Dancers move to golf course clubhouse


At its Jan. 17 meeting, the Seward City Council:

• approved a temporary lease agreement for William Henry School of the Arts to use the clubhouse at the Seward Community Golf Course as a dance studio while waiting for renovations to a newly purchased studio uptown.

• voted to rezone property north of Highway 34 and west of Evergreen Drive, known as the Luebbe-Martin Addition, from Rural Residential to Urban Residential, then approved a subdivision application to divide the property into two lots that were not previously platted when the land was annexed. One of the property owners plans to construct an accessory building on his lot.

• increased daily green fees at the Seward Community Golf Course from $19 to $20 for nine holes and from $26 to $27 for 18 holes. Annual membership fees ranged from a $7 increase for youth to a $38 increase for families.

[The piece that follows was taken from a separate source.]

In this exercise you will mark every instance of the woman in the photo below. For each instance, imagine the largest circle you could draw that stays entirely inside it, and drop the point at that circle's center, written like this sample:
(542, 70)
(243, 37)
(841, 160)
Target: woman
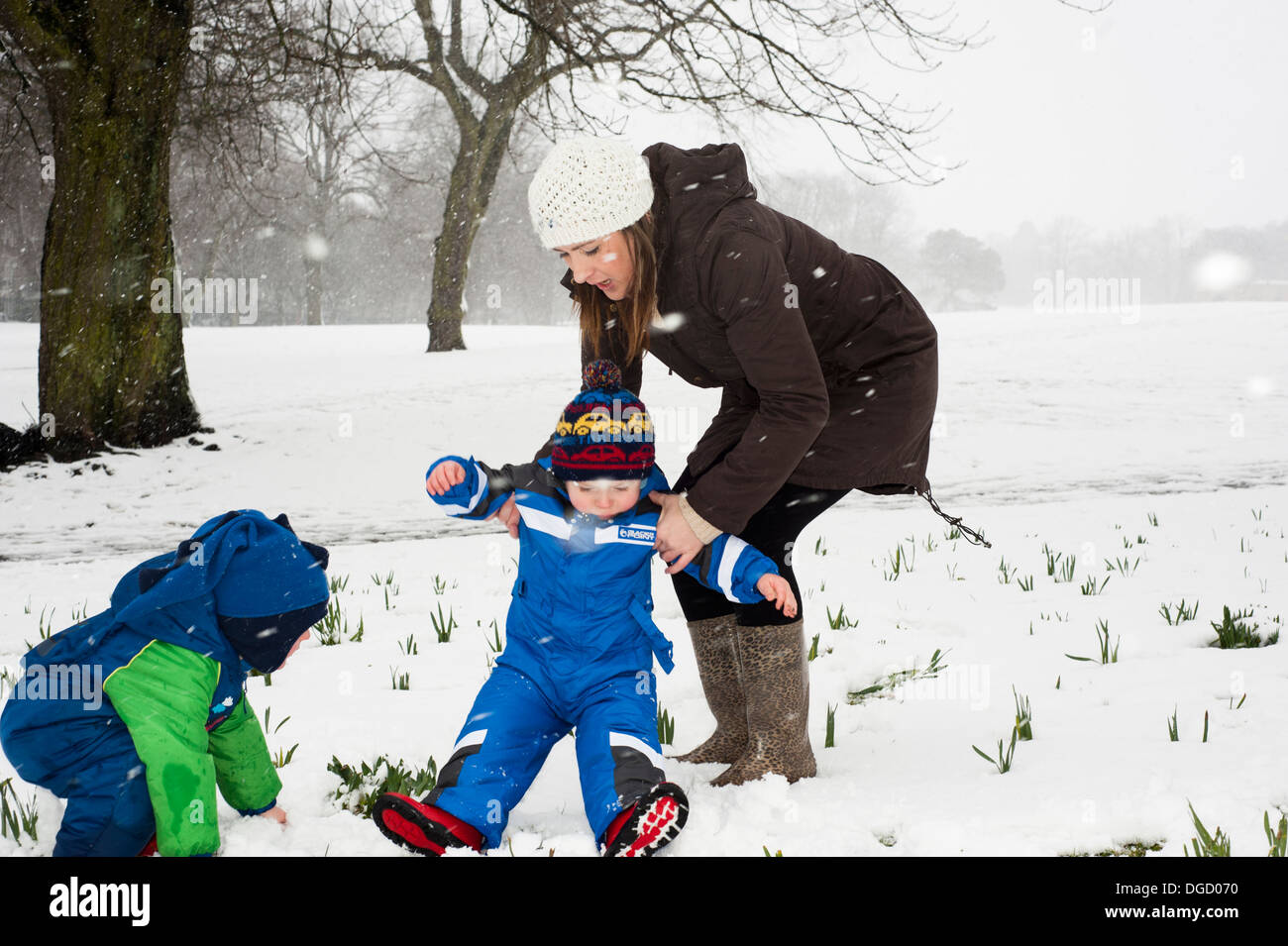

Cart rental fees also went up.

• increased fees for Blue Valley Campground stays from $15 to $25 per night for a camper unit and from $7 to $10 per night for a tent, with an increase for senior citizens from $10 to $15 per night. Campers will now be limited to seven days at the campground instead of 14.

• approved a construction engineering services agreement with Schemmer Associates Inc. for the Karol Kay Boulevard Box Culvert Improvement Project south of the Plum Creek ballfields in the amount of $39,650.

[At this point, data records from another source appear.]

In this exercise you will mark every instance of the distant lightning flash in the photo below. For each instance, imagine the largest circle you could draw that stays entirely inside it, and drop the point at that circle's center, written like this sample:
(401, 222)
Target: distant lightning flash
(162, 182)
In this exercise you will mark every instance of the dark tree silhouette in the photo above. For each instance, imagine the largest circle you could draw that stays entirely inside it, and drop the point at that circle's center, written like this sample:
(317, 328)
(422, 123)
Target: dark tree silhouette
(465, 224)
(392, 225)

• awarded a professional services agreement to HDR Engineering Inc. for final design of the interior drainage and pump station improvements project, which helps divert floodwaters from the city levee.

• approved a $120,000 contract with JEO Consulting to help transition the city’s utility location data from its current provider, gWorks, into a new series of maps through a different provider, Esri, which will allow for more detailed location mapping.

• approved an agreement for Sinclair Hille Architects to conduct a space utilization study at City Hall, the Municipal Building and the former Jones Bank drive-through location now owned by the city, as well as for the potential relocation of the Public Works Street Shop. The study will provide recommendations on the most efficient uses of the spaces for future growth planning.

• authorized city administration and the Civic Center Commission to begin the process for selecting an architect for renovations to the Civic Center, specifically to comply with the Americans with Disabilities Act and other updates such as finishes and technology.

• awarded a Community Development Block Grant forgivable loan for downtown revitalization to Polar Lights LLC for new windows, doors, siding and an awning at 115 S. Sixth Street, occupied by H&R Block, in the amount of $13,934.72.

• approved a professional services agreement with BVH Architecture for final design of the Seward Wellness Center.

• approved publication of a request for proposals for the Seward Wellness Center as a construction manager at-risk project.

• authorized the city to apply for a $562,000 grant from the Community and Civic Center Financing Fund Program through the Nebraska Department of Economic Development for the wellness center.

• voted to forward to the city’s insurance company, after minimal discussion, a claim from Reed Electric for repair of a faulty breaker at the Money Smarts location, 103 N. Sixth Street, allegedly caused by the city shutting off the utilities to the location during a recent fire at the building next door.

• approved the sale and consumption of alcoholic beverages at the Lied Senior Center for the Employee Annual Awards Banquet on Feb. 10.